Deperlıoglu and Köse [23] presented a hands-on system, which included HSV, algorithm V, and histogram equalization for enhancement of retinal fundus images. The retinal fundus picture was eventually fitted with a Gaussian low-pass filter. The Convolutional Neural Network performed the classification after the image processing. In the Kaggle Diabetic Retinopathy database, a performance evaluation of the proposed procedure was carried out using 400 retinal fundus images. Every stage of image processing has been classified. After image analysis, classification research was conducted. For each point, 20 experiments were performed, and average values were established. In the experiment the precision was 97%, the sensitivity 96.67%, the specificity 93.33%, the consistency 97.78%, the reminder 93.33%, with the F-score 93.33%. The result shows that the procedure suggested is extremely effective and good at diagnosing retinal fundus images with diabetic retinopathy.

Gautam et al. [24] proposed a software-based algorithm methodology for early detection of DC, which promised to pre-detect DR without the intervention of any expert, saving expense and time. MATLAB-based image analysis is used to classify white wool lesions, cotton stains, and rough exudates associated with DR using analytical science and biomedical engineering expertise. Depending on the pixel computation counts, the eye image under investigation was categorized as a non-diabetic or diabetes retinopathy eye.

Manjramkar [25] surveyed various methods to diagnose macular enema, thus raising the value of automated macular enema evaluation. Diabetic retinopathy consists of a common community that has been observed for several years in the retina of one who has diabetes. Early visibility can be prevented by the identification of exudates.

Herliana et al. [26] presented a model for detecting diabetic retinopathy using Wide-X architecture implemented on the EyePACS dataset consisting of 5220 images. The chosen function is then further categorized using a neural network classification process. The findings of the analysis revealed the particle swarm optimization increased to 76.11%. This also validated the classification outcome improvement using 4.35 percent of the previous findings using a neural network system by just 71.76 percent.

Deperlioğlu and Köse [27] demonstrated the use of image recognition and preparation for DC using retinal fundus images. A hands-on system including HSV, algorithm V, and histogram equalization was used for the enhancement of retinal fundus images. The retinal fundus picture was eventually fitted with a Gaussian low-pass filter. The performance of the said model was assessed using the Diabetic Retinopathy dataset available publicly on Kaggle. The dataset contains 400 retinal fundus images.

Wu and Hu [28] presented a novel system for understanding transferal retinopathy. First, import dataset DIARETDB1 from the official Kaggle website, and then boost data, including data amplification, tossing, folding, and adjustment of comparison. Using pre-trained patterns like VGG19, InceptionV3, and Resnet50 etc. Finally, by the extreme stage of diabetic retinopathy, the pictures are classified into five groups. The experimental results show that the proposed approach can achieve a classification precision of 0.60, which is greater and more stable than the standard direct training method.

Chetoui et al. [29] suggest a modern, convolutional neural system named EfficientNet focused on a deeper learning architecture to diagnose re-readable diabetic retinopathy (RDRs) and vision affecting DRs. Tests have been done in EyePACS and APTOS 2019, two public datasets. The findings obtained indicate that the planned network contributes to higher speeds, hitting 0,984 RDR Area under Curve (AUC) and 0,990 EyePACS data set for vision-threatening DR. The APTOS 2019 data sets Receiver Operating Characteristics are equal to 0.966 and 0.998 respectively for a refractive and vision-proof DR. An algorithm of explain ability has already been developed and illustrates the utility of the proposal to identify DR signals.

Ekatpure and Jain [30] proposed automatic DC diagnosis by utilizing an eye fundus graphic. For the identification of red lesions, a Gaussian filter is used to suppress blood Vessels. Supporting vector machine (SVM) for red accident identification is a classifier. Red lesion characteristics for SVM training are discovered and used.
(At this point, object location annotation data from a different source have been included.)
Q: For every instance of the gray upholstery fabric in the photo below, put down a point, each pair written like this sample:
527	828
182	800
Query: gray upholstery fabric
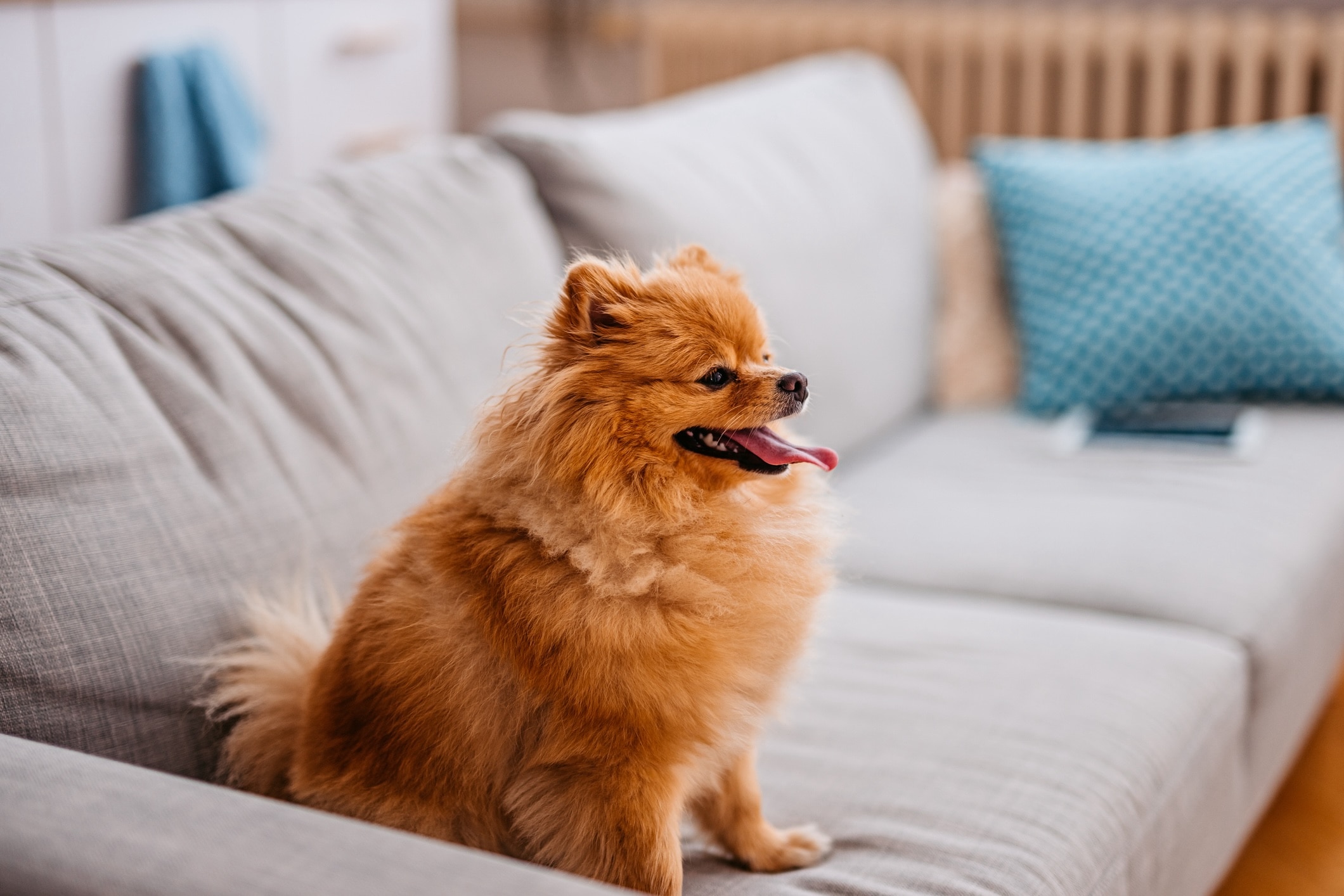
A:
812	177
962	746
226	398
950	746
1250	550
77	825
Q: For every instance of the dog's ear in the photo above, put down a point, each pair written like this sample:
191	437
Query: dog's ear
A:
590	303
698	257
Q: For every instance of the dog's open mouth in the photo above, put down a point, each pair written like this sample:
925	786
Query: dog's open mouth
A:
759	451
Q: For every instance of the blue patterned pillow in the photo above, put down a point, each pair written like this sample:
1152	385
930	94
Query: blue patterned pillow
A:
1203	266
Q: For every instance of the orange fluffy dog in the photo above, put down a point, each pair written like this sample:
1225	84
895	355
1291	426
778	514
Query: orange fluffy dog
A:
577	639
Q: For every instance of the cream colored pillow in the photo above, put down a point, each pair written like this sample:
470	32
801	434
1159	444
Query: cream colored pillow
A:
976	351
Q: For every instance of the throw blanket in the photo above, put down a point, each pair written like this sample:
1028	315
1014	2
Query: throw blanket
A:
195	131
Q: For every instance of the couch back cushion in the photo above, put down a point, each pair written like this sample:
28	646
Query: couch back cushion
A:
813	179
223	398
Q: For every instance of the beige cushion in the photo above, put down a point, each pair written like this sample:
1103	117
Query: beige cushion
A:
976	351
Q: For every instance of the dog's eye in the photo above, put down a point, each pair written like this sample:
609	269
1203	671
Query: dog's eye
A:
718	378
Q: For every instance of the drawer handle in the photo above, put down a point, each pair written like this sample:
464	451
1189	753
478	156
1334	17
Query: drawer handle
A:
373	41
375	143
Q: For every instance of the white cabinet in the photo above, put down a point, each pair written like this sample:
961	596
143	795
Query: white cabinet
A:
333	80
26	177
361	77
96	49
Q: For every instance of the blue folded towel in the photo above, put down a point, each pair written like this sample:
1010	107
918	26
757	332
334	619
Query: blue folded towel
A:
195	131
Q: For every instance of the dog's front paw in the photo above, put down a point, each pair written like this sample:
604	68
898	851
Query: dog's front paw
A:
788	849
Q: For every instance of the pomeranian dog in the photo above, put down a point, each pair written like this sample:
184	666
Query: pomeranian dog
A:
574	641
Dhivya et al. [31] detected the DR and displayed the retinal blood vessels but did not discern early stages and could not treat distinguishing features using numerous computer-based technology. The computer-based vision findings have limited precision. This research is used in the characterization of different phases of diabetic retinopathy by artificial neural networks. The findings indicate greater precision and efficiency.

Diabetic retinopathy is an impaired retinal microvasculature complication of diabetes. As retinopathy has diabetic side effects that do not induce any signs or just minor visions, Esmail and Alzain [32] have recommended the concept of an optical device with cell phone cameras and a Web-based remote medicine system for scanning diabetic retinopathy, and is very innovative in the way retinopathy has been taken to obtain retinal imaging. The web-based interface for the database management system was designed in PHP programming language and My SQL. The outcome of the retinal picture is obtained with the proposed system, and the ophthalmic specialist sends this website for further study. The suggested method provides patients with monitoring and reduces their costs by using a tracking technology.
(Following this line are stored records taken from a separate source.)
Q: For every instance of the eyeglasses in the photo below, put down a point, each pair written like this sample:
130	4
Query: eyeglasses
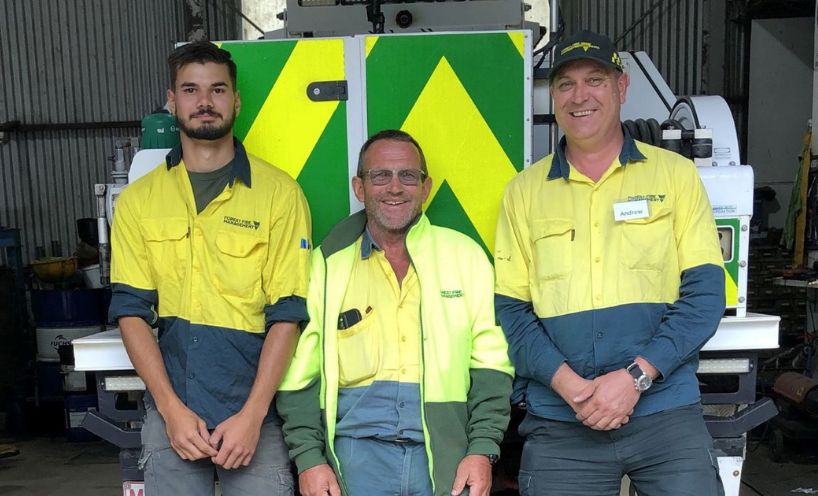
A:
407	177
569	84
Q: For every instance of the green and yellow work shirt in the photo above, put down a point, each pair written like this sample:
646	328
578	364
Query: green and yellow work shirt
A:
465	373
594	274
212	282
379	357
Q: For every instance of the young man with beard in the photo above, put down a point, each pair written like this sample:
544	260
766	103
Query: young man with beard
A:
400	384
609	282
212	248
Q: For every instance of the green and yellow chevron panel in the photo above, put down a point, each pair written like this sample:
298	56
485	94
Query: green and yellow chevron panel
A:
728	229
462	96
281	125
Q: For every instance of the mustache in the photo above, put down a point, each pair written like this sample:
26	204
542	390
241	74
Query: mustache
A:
206	111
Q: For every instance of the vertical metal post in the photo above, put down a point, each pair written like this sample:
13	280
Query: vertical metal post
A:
554	20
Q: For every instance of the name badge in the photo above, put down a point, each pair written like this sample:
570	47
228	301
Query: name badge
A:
636	209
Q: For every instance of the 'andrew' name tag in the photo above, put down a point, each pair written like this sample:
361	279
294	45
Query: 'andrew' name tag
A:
636	209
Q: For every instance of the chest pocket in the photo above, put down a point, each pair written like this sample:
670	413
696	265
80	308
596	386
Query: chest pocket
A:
552	239
646	242
359	352
166	242
239	270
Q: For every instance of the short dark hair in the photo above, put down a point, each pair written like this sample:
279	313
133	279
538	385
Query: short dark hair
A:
199	52
393	135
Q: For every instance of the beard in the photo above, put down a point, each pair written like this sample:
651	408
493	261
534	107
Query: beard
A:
207	132
393	224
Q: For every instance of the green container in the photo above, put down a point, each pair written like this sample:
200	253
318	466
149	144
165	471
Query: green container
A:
159	131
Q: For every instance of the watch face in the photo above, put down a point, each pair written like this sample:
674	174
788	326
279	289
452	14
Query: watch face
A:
644	382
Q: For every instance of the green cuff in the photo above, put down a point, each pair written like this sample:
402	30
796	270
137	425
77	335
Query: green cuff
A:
483	447
308	459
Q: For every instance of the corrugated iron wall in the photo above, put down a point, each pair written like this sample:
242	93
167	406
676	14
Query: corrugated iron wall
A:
78	76
670	31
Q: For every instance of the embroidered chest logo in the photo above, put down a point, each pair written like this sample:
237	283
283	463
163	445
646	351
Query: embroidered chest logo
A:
246	224
651	198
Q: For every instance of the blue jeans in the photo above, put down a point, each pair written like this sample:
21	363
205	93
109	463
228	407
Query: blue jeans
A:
371	467
665	454
166	474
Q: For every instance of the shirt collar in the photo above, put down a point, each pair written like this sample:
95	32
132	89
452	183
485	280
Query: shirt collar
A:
367	245
559	163
240	168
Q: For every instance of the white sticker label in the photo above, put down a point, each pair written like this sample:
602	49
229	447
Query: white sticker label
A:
636	209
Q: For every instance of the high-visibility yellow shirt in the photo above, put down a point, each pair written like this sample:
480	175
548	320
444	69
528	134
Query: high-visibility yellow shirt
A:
215	281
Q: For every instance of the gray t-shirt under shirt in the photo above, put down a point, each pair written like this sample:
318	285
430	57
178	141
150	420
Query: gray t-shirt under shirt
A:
207	185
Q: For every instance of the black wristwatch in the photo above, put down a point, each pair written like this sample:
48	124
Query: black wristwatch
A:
641	381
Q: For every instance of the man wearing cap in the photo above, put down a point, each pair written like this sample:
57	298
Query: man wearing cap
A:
609	281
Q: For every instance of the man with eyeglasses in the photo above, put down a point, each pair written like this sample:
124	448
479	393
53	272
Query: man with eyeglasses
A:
609	282
400	382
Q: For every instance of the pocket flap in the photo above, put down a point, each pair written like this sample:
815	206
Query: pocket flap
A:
164	229
237	245
655	215
542	228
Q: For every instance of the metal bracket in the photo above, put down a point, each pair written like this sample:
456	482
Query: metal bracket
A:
328	91
736	425
107	430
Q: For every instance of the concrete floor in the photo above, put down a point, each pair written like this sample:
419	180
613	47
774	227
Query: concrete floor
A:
52	467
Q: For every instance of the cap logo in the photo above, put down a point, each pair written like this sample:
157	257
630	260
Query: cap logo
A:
616	60
580	44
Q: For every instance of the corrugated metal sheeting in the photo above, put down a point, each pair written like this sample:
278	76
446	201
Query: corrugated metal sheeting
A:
670	31
78	76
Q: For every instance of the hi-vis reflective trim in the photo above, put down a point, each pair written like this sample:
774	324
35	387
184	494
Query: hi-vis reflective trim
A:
286	138
445	102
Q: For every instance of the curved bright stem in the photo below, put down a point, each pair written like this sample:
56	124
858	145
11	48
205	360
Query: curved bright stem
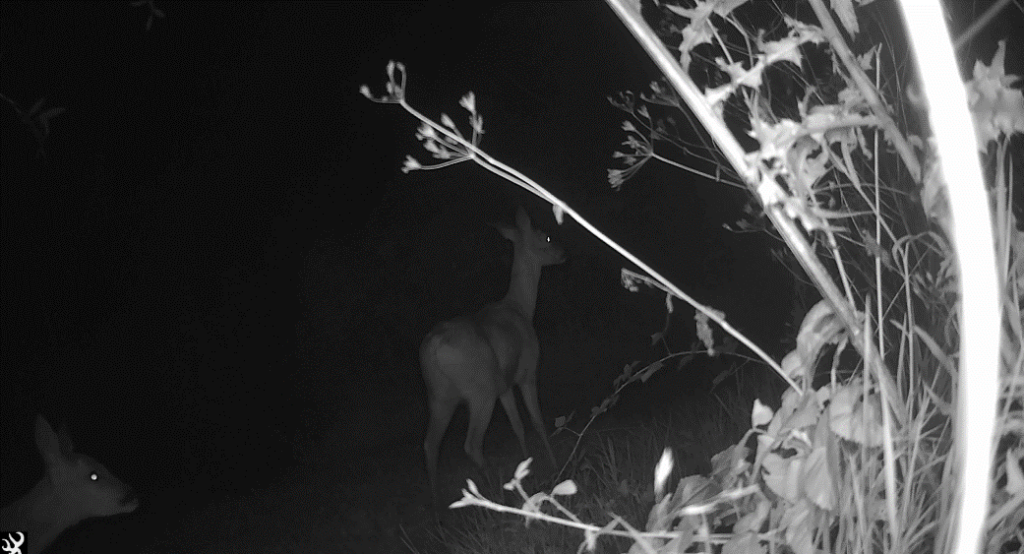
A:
978	377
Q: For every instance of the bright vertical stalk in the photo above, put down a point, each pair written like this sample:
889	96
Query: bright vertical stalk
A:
975	248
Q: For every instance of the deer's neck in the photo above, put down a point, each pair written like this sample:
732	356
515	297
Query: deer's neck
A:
40	515
522	285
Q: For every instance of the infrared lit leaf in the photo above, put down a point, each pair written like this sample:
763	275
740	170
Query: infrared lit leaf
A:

The automatic framework for detecting and categorizing DC through the implementation of the ImageNet Model, by Jayakumari et al. [33], has been proposed. The 'Kaggle' dataset of the retinal images is available publicly for comparison and review of the algorithm's results. The ImageNet model achieved the highest accuracy in the identification of retinopathy. The model was able to achieve 98.6% of accuracy. The model has achieved noDR precision of 86.6%, modest of 62.5%, mild of 66.6%, extreme of 57.1% with PositiveDR of 42.8%. The accuracy increased by training the network in each classification with more data.

Most people with diabetic retinal disorder known as diabetic retinopathy have a medical problem. High blood sugar levels in the retina called Diabetes Mellitus in the long term are the primary cause of diabetic retinopathy. The focus of Chakrabarty [34] was on automated classification in the High-resolution Fundus picture of the Retina of patients with diabetic retinopathy and not having the same. For this reason, the images were initially processed, and mostly colored images (RGB) were translated into ideal grayscales and transformed into sizing. The processed images are then incorporated in a Deep Learning Approach, which makes a predictor about whether the patient is diabetic or not. A new technique is developed. This approach is used on a dataset of 30 high-resolution fundus retina images. The findings obtained are 100% statistical precision and 100% sensitivity. Such an Automatic Device is convenient for diabetic and stable patients to identify retina images, thereby minimizing the number of doctor feedback.

Diabetic retinopathy is a condition caused by the missing mechanism of insulin. Blood retinal arteries weakened by haemorrhage and diabetic retinopathy, exudate, and neo-vascularization are present, so vision loss or disease is observed. Two stages are studied for the improvement of the disease: proliferation and non-proliferation. For treatment, early-stage identification (NPRD) is important. Difficult exudates are the signs of early diagnosis of diabetic retinopathy. The latest approach for detecting diabetic retinopathy has been suggested by Yasar et al. [35], focused on the identification of exudates using the Kirsch protocol in retinal funds, edge detection, threshold, filters, elimination of noise, histogram equalization, optical disc removal, and morphological classification processes. This is used for precision in multiple pictures. Therefore, early diabetic retinopathy is observed in a particular manner that is based on hard exudates and hard exudates.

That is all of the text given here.